Exploring Logistic Regression Through Cricket

Multiple Logistic Regression
Author

Vivian Johnson

Published

June 10, 2024

Motivation

Cricket is a game watched and played by billions of people across the world. Second in global popularity only to football (soccer), it is extremely popular in South Asia, Australia, Africa, and Europe.

The Rules of Cricket

Cricket is played on a rectangular pitch inside an oval boundary. In the pitch, on either side, there is a vertical wicket, made up of three vertical wooden “stumps” with two wooden bails (small blocks of wood) resting atop the stumps. There are two teams, each with 11 players (a batting team and a bowling team).

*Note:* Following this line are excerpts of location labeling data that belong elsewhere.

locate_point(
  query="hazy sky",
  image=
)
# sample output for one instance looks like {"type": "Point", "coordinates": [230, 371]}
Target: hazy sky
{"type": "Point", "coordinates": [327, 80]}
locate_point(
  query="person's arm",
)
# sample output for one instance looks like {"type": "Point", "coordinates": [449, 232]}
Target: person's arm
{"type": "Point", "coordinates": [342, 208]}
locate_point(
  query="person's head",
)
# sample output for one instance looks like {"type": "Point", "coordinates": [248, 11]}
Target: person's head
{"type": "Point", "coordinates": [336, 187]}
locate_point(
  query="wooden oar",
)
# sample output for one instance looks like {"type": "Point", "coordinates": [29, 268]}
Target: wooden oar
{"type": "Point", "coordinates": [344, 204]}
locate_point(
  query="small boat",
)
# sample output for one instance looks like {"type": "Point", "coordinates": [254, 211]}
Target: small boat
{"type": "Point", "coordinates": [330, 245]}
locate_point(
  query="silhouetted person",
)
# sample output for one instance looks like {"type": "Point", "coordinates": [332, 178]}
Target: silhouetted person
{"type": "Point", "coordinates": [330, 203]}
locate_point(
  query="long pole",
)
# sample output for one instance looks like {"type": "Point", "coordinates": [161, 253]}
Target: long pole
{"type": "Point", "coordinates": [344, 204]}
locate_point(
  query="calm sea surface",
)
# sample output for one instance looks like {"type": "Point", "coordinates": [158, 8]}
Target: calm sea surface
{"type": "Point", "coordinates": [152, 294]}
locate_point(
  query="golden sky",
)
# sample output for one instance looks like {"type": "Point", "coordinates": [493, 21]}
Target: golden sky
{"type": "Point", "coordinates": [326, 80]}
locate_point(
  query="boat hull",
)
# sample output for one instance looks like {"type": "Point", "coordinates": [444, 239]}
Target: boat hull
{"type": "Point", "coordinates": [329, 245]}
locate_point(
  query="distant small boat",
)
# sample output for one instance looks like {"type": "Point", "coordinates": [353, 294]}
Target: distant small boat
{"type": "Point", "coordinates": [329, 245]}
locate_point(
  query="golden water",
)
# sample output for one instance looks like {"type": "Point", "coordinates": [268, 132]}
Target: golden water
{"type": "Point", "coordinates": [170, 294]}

The bowling team: The bowler bounces a small leather ball at the batter. The goal of the bowler is to get the batter out and ultimately knock the bails off of the stumps.

The batting team: The goal of the batting team is to score as many runs as possible and not let the bowler hit the bail off of the stumps. There are two batters at a time for the batting team. After the batter hits the ball, the two batters will attempt to switch sides. Each batter will go until they get out, when at that time, they will switch with another teammate.

Scoring Runs: Each time the two batters switch sides without getting out counts as a run scored. For example, if you hit the ball and are able to run to the other wicket and back without getting out, that would score two runs for your team. If the batter hits the ball on a bounce to the oval boundary, it counts as four runs scored. If the batter hits the ball over the oval boundary on a fly, it counts as six runs.

Outs: Below are a few common ways in which a batter can get out

  • If the batter hits the ball and it is caught in the air (caught out)
  • If a player on the bowling team throws the ball and it hits the bails off the stumps before the batter can cross the line while trying to score a run (run out)
  • If the bowler throws the ball past the batter and it knocks a bail off the wicket
  • If the batter gets hit in the legs by a ball that would have hit the wicket (Note: if the batter gets hit and the ball wasn’t ruled as one that would have hit the wicket, the batter is not out)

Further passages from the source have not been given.